L’alternance entre lettres carrées et capitales romaines invite à placer cette
inscription, d’un point de vue paléographique, dans la première moitié du
Xe siècle. Le roi Louis cité à la seconde ligne serait alors Louis IV
d’Outremer (936-954). Pour la période concernée, plusieurs Amalricus
apparaissent dans la documentation poitevine, en particulier dans les
cartulaires de Nouaillé, Saint-Cyprien et Saint-Hilaire de Poitiers. En 928 ou
929, l’un de ces personnages et son épouse Senegundis donnent une partie de leur
alleu situé au Coudray, dans la viguerie d’Ingrandes, situé actuellement sur la
commune de Châtellerault [3]. Cet
Amalricus a de fortes chances d’être apparenté à, voire être celui qui apparaît
dans plus d’une dizaine de chartes entre 904 et 937 [4] parmi la
quinzaine de grands personnages de la cour comtale. Un acte daté de la première
année du roi Louis (936 ou 937 selon l’éditeur) détaille l’ensemble du groupe :
Guillaume comte [de Poitiers], Hugues, comte, un autre Hugues, Savary, vicomte
[de Thouars], Kadelon vicomte [d’Aulnay], Adrald vicomte [de Châtellerault],
Raoul vicomte [de Brosse], Manassès [de la famille des Isembertiens], Adelelmus,
Amalricus, Tetbaudus, Gerorius [de Loudun], Hecfredus, Ademarus, Lanbertus
auditeur, Aiquinus[5].
Sans être détenteur d’une charge officielle, cet Amalricus gravite donc dans
l’entourage comtal pendant une grande partie du Xe siècle et il est possessionné
autour de Châtellerault.

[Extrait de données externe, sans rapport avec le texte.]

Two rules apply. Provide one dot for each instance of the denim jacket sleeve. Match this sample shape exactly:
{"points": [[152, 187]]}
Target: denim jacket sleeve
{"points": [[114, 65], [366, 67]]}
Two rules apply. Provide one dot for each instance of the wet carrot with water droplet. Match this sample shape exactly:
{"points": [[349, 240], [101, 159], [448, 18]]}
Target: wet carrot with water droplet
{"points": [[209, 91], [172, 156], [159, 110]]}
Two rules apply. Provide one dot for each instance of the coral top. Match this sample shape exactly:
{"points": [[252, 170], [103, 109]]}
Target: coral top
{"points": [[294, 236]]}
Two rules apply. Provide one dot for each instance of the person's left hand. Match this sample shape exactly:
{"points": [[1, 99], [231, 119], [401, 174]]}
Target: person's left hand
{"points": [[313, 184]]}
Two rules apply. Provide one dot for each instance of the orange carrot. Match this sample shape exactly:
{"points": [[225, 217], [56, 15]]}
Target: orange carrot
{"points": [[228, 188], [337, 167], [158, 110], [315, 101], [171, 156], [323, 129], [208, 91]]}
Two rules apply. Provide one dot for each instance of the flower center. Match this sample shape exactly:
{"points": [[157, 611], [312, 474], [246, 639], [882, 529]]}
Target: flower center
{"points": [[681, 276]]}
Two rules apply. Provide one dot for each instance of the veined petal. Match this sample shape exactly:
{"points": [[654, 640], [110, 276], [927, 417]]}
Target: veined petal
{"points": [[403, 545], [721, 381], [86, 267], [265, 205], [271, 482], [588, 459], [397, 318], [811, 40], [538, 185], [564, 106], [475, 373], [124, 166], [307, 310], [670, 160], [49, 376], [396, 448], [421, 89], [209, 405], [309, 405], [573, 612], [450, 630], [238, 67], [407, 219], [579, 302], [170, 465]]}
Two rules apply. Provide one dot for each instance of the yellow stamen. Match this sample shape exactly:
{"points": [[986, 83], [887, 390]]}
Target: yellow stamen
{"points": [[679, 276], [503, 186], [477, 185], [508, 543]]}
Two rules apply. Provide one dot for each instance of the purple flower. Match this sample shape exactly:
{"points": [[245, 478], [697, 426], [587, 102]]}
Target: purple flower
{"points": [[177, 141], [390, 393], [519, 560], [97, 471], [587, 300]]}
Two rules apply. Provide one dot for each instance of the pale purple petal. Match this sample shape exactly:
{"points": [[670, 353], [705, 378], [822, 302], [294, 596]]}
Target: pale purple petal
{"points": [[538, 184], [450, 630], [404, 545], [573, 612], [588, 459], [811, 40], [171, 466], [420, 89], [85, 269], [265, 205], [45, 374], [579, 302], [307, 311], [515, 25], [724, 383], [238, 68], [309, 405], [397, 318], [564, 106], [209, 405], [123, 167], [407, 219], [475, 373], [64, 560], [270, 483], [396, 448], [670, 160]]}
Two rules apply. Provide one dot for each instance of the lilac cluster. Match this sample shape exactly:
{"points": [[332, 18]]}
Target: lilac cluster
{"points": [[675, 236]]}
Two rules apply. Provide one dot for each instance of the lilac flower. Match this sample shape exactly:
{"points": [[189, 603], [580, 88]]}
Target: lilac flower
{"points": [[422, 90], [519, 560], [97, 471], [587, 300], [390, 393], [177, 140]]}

Si l’épitaphe découverte à Notre-Dame de Pouthumé est
la sienne, elle pourrait dénoter de l’importance historique d’un site qui, à
l’instar de Saint-Pierre de Melle, accueillit à l’époque carolingienne une
partie de la haute aristocratie du temps.
[1]Corpus des Inscriptions de la France Médiévale,
I-3, n°1 DS, p. 123-124, fig. 81-84; on
émettra cependant des réserves au sujet de cette lecture établie à partir
d'un dessin d'A. Bouneault (pl. 1015 du recueil de dessin conservé à la
Bibliothèque municipale de Niort). [2]Ntedika J., L’évocation de l’au-delà dans
la prière pour les morts : étude de patristique et de liturgie
latines, IVe-VIIe siècles , Louvain-Paris, 1971, p. 192Sicard D., La liturgie de la mort dans
l’Église latine des origines à la réforme carolingienne , Münster, 1978
(Liturgiewissenschaftliche Quellen und Forschungen, Bd 63), p. 72-73 et 77-78. [3]Cartulaire de Saint-Cyprien…, n°272, p. 177-178 : Ego in dei nomine Amalricus et conjux
mea Senegundis partem alodii nostri qui est situs un pago Pictavo, in
villa que dicitur Coldredium, in vicaria Ygrandinse. [4] En 954, l’Amalric de
la charte de Saint-Cyprien, n°306, p. 191, peut-être le même,
peut-être un parent homonyme, en particulier son fils. [5]Saint-Cyprien, n°549, p. 325 : Senegundis concessit
monachis Sancti Cipriani hereditatem suam, que ei in diversis locis jure
hereditario competebant […]. Hec omnia concessit et filium quoque suum
tradidit. S. Willelmi comitis, Hugoni comitis, item Hugoni, Savarici
vicecomitis, Kadeloni vicecomitis, Adraldi vicecomitis, Radulfi vicecomitis,
Manassei, Adelelmi, Amalrici, Toetbaudi, Gerorii, Hecfredi, Ademari,
Lanberti auditoris, Aiquini. Cette donation est faite par une certaine
Senegondis, qui confie également aux moines de Saint-Cyprien son fils ;
peut-être s'agit-il de l’épouse d’Amalricus, déjà cité précédemment.